O princípio do devido processo legal comporta dois sentidos: 
1) No sentido substancial se aproxima do princípio da razoabilidade, no sentido de que todas as normas devem ser aplicadas e todos os bens devem ser tutelados de forma razoável. 
2) Do ponto de vista processual, garante que o processo seja justo e adequado, de tal forma que o julgamento da lide ou a solução do caso submetido à apreciação judicial seja feita com a observância de um conjunto mínimo de regras e valores.
A maioria esmagadora da doutrina ensina que esse princípio se apresenta com gênero, dele se originando todos os demais, configurados como espécies. Seria um supra princípio, envolvendo todos os demais, já que os princípios da motivação, do contraditório e da ampla defesa, da coisa julgada, do juiz natural etc. nada mais são do que uma exigência de que o processo deve ser conduzido de acordo com a forma prevista em lei, não se admitindo a prática de atos – em prejuízo a uma das partes – não previstos em norma legal ou por ela vedados.
Para Destefenni (2006, p.13) “pelo fato de representar uma limitação ao poder do estado e por conter todos os demais princípios processuais, pode ser considerado o mais importante princípio do direito processual”.

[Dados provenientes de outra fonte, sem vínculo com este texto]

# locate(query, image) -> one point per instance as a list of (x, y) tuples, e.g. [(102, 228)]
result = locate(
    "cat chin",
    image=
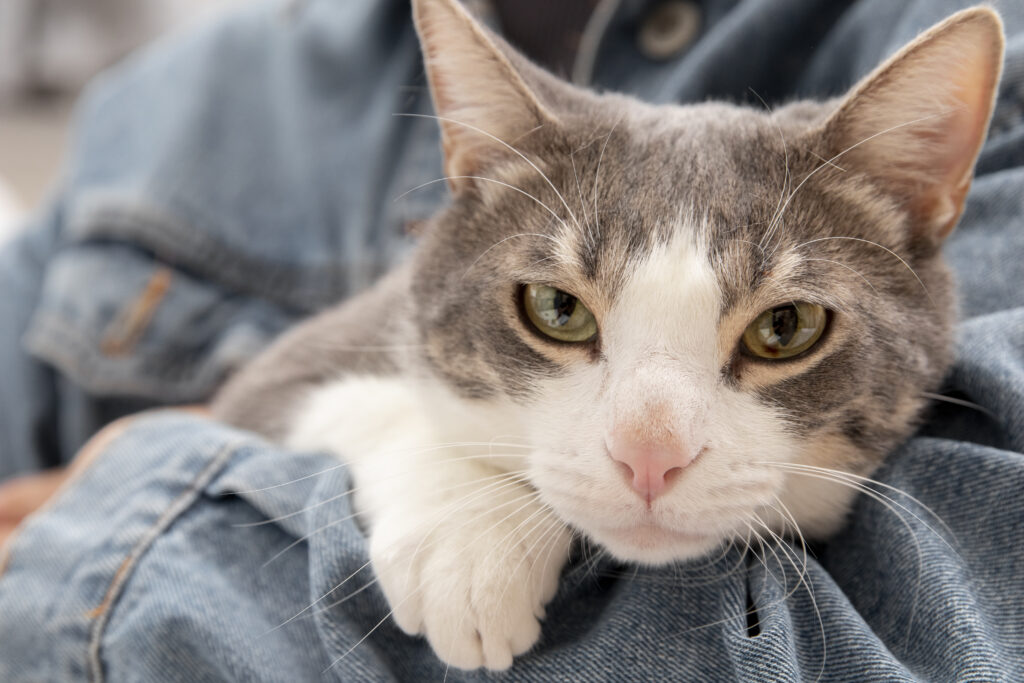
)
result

Nelson Nery Junior (2002, p.32) é categórico em afirmar que:
O princípio fundamental do processo civil, que entendemos como a base a qual todos os outros sustentam, é o do devido processo legal (...) Bastaria a norma constitucional haver adotado o princípio do due process of law para que daí decorressem todas as conseqüências processuais que garantiriam aos litigantes o direito a um processo e a uma sentença justa
O princípio do devido processo legal se encontra presente desde o nascedouro do processo até o seu último ato, já na fase da execução forçada. O fato de a lei exigir que a petição inicial apresente os requisitos reputados como essenciais é decorrência do princípio em análise, daí defluindo todas as demais regras processuais, como as que exigem que a citação seja aperfeiçoada de forma válida; que o réu seja conferido o direito de defesa; que as partes tenham oportunidade de produzir provas; que o magistrado prolate sentença fundamentada ao término da instrução etc.

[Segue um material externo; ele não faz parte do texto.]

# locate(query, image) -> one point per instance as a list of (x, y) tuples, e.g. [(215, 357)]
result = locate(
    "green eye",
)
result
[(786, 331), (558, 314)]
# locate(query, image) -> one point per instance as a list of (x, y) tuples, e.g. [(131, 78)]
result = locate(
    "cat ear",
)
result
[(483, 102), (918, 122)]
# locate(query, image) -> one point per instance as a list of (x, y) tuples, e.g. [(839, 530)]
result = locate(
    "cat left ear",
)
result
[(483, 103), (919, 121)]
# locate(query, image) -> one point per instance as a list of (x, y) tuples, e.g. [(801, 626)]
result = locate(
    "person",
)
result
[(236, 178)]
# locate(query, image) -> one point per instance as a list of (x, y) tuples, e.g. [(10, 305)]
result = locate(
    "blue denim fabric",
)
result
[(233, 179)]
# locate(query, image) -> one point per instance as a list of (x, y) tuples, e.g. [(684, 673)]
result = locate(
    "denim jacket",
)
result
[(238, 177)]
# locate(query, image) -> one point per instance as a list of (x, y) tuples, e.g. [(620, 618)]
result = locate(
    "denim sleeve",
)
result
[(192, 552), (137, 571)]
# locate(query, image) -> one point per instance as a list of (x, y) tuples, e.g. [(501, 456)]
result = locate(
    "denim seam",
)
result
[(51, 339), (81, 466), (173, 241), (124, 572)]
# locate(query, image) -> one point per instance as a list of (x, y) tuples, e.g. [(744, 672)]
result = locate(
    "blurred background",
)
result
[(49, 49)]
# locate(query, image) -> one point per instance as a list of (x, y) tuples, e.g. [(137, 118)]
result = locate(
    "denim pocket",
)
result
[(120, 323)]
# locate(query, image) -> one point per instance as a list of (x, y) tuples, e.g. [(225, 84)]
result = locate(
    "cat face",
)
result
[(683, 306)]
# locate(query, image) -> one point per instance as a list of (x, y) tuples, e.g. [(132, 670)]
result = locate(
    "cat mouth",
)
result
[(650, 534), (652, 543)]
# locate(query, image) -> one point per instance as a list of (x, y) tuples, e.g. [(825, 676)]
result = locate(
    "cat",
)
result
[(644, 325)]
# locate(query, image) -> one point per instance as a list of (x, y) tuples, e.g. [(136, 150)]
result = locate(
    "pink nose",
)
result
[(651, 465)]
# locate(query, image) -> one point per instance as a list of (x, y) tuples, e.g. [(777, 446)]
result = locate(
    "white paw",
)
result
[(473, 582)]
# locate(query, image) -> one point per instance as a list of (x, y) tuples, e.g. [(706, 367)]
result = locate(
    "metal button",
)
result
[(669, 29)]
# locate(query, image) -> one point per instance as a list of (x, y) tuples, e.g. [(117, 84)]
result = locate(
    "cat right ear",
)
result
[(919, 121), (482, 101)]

Com extrema didática informa Filho (2007, p.26) que:
A hipótese de o magistrado não permitir a colheita de prova testemunhal, tendo a parte apresentado o rol no prazo previsto na lei processual, arrepia, ao mesmo tempo, o princípio do contraditório e da ampla defesa e o princípio do devido processo legal. Na mesma linha de raciocínio, quando o magistrado julga o processo sem permitir que a parte apresente a sua defesa, estará infringindo os dois princípios referidos. Vários outros exemplos poderiam ser apresentados, para demonstrar que o princípio do devido processo legal se encontra implicitamente presente em todos os princípios constitucionais, reforçando o argumento doutrinário que sustenta a sua supremacia em relação aos demais, chegando alguns doutrinadores a afirmar que bastaria ter a Constituição Federal previsto esse princípio geral no art.5º, liberando o legislador constituinte de contemplar as espécies comentadas no decorrer desta seção do trabalho.
>PRINCÍPIO DA ISONOMIA – art.5º, caput e inciso I da CF + art.125, I do CPC:
“Todos são iguais perante a lei, sem distinção de qualquer natureza, garantindo-se aos brasileiros e aos estrangeiros residentes no país a inviolabilidade do direito à vida, à liberdade, à igualdade, à segurança e à propriedade, nos termos seguintes:
I – homens e mulheres são iguais em direitos e obrigações, nos termos desta Constituição;...
“O juiz dirigirá o processo conforme as disposições desta Código, competindo-lhe:
I – assegurar às partes igualdade de tratamento; ...”
Ensina Lopes (2006, p.45) que “a igualdade de tratamento das partes no processo é corolário do princípio constitucional da isonomia expressamente consagrado no art.5º, caput da Lei Máxima (...)”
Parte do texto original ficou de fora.